Dyer, who in addition to serving as Orlando mayor is also chairman of the Central Florida Rail Commission, said CSX has agreed to extend the proposal to purchase the rail line and negotiate new terms of liability, which had been a source of contention in the state Senate.
Dyer said that while the plan that would have created SunRail this year was voted down when backers amended it onto an omnibus transportation bill (HB 1021) after unsuccessfully trying to bring stand-alone legislation (SB 1212) to the floor, opposition to measure was not based on the concept itself, but in details. Dyer said the extension will allow supporters to continue addressing concerns that were raised in the lengthy Senate debate.
“Our state senators made it clear they supported the creation of SunRail,” Dyer said in a statement. “Their concerns centered on the amount of state funds designated for the project during tough financial times and on the creation of a statewide liability provision. We have gone back to the drawing board to resolve these concerns and we have come up with an amended plan to reflect the wishes of the Florida Legislature while maintaining our local financial contributions. Our new plan is a win for all of Florida.”
Officials from CSX couldn’t be reached for comment late Monday.
Under the new plan touted by SunRail backers Monday evening, $432 million of federal stimulus money would be used to buy the tracks from CSX – previously the purchase was in the Department of Transportation’s five-year spending plan – and the remainder would come from a loan from the Federal Rail Administration.
But whether the funding for the purchase comes from the DOT 2008-2013 spending plan or the federal stimulus, the train has hinged on legislative approval of the plan's liability agreement because the freight rail company has tied it to the sale of the track. The agreement - a "no fault" indemnification agreement that would have the state and CSX each responsible for its own equipment, workers and passengers no matter who causes an accident and third party damage being split - was changed after the Senate balked at a broader immunity plan in 2008.
However, the revised liability agreement was not enough to get the Senate on board with the proposed Orlando train this year either, though Dyer touted the CSX extension as an example that the plan is regaining momentum. Dyer also pointed to an announcement last week from two ardent SunRail supporters, U.S Reps.
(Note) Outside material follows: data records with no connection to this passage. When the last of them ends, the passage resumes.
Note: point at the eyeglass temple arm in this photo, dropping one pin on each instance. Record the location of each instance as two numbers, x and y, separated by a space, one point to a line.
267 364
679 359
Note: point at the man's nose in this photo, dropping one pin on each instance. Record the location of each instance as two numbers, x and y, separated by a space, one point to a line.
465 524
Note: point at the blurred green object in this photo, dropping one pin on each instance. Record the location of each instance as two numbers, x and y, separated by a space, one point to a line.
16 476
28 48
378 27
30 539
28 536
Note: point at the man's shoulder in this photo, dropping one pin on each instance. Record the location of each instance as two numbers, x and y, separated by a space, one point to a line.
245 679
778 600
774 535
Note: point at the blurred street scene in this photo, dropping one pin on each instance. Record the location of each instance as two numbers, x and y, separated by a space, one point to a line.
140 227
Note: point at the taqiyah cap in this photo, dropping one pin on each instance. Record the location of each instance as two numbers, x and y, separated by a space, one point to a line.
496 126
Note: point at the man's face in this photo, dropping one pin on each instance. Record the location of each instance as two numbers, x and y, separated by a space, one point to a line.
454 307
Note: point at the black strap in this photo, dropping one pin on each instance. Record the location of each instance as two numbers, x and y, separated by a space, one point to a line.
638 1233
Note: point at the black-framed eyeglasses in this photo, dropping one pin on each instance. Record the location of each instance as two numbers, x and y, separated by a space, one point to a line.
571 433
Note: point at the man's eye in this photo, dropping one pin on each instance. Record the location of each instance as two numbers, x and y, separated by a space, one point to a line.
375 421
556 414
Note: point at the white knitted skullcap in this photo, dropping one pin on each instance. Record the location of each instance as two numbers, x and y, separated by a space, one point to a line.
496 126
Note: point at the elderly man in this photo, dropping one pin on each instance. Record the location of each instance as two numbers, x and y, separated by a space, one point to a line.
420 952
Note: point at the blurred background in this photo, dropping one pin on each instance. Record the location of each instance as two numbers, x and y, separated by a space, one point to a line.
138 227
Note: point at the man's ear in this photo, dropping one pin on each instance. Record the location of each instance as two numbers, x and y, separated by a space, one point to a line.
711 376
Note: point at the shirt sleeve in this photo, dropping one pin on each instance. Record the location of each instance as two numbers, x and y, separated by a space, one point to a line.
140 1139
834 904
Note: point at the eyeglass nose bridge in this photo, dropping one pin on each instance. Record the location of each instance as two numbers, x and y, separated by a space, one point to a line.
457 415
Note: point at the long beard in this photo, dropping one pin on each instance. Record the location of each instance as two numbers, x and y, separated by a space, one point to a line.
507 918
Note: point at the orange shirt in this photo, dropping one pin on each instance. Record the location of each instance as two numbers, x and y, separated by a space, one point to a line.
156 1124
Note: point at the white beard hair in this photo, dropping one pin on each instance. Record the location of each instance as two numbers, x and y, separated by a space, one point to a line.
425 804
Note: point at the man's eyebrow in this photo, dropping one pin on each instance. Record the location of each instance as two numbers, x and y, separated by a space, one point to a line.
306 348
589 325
John Mica and Corrine Brown, that the Federal Transportation Administration planned to keep the project in the “final design” stage despite the legislative set-back this year.
It’s the latest sign that Washington, D.C. is very interested in developing rail in Florida, Dyer added, mentioning the possibility of the state receiving $8 billion in stimulus money for a separate proposed Tampa-Orlando-Miami bullet train.
Dyer quickly added that the two trains could end up running the same track to fruition.
“What the feds are telling us is that if you support high speed rail then you have to support SunRail,” Dyer said.
Mica agreed that SunRail and high speed rail are coupled like the train cars that backers hope to soon see rolling.
“The federal government is an even bigger partner now and what happens in central Florida will be key to all other future rail projects in the state,” Mica said in a statement.
Sen. Lee Constantine, R-Altamonte Springs, a commuter rail supporter who had expressed concern after the vote last month that CSX would be unwilling to continue waiting for the state to approve the track sale, also hailed the extension Monday evening.
“I was concerned that CSX would walk away from the whole deal,” Constantine told the News Service Monday. “They’ve been villianized through this whole thing, but they are willing to negotiate the indemnity.”
Constantine said backers were hoping the extension and changes to the deal would forestall another protracted battle with opponents like Sen. Paula Dockery, R-Lakeland, who has led opposition to the plan the past two years, despite saying she was in favor of building some kind of commuter rail in Orlando.
“We haven’t given up,” Constantine said. “We think it’s that important. We’ve got a long way to go, but we’re off the respirator.”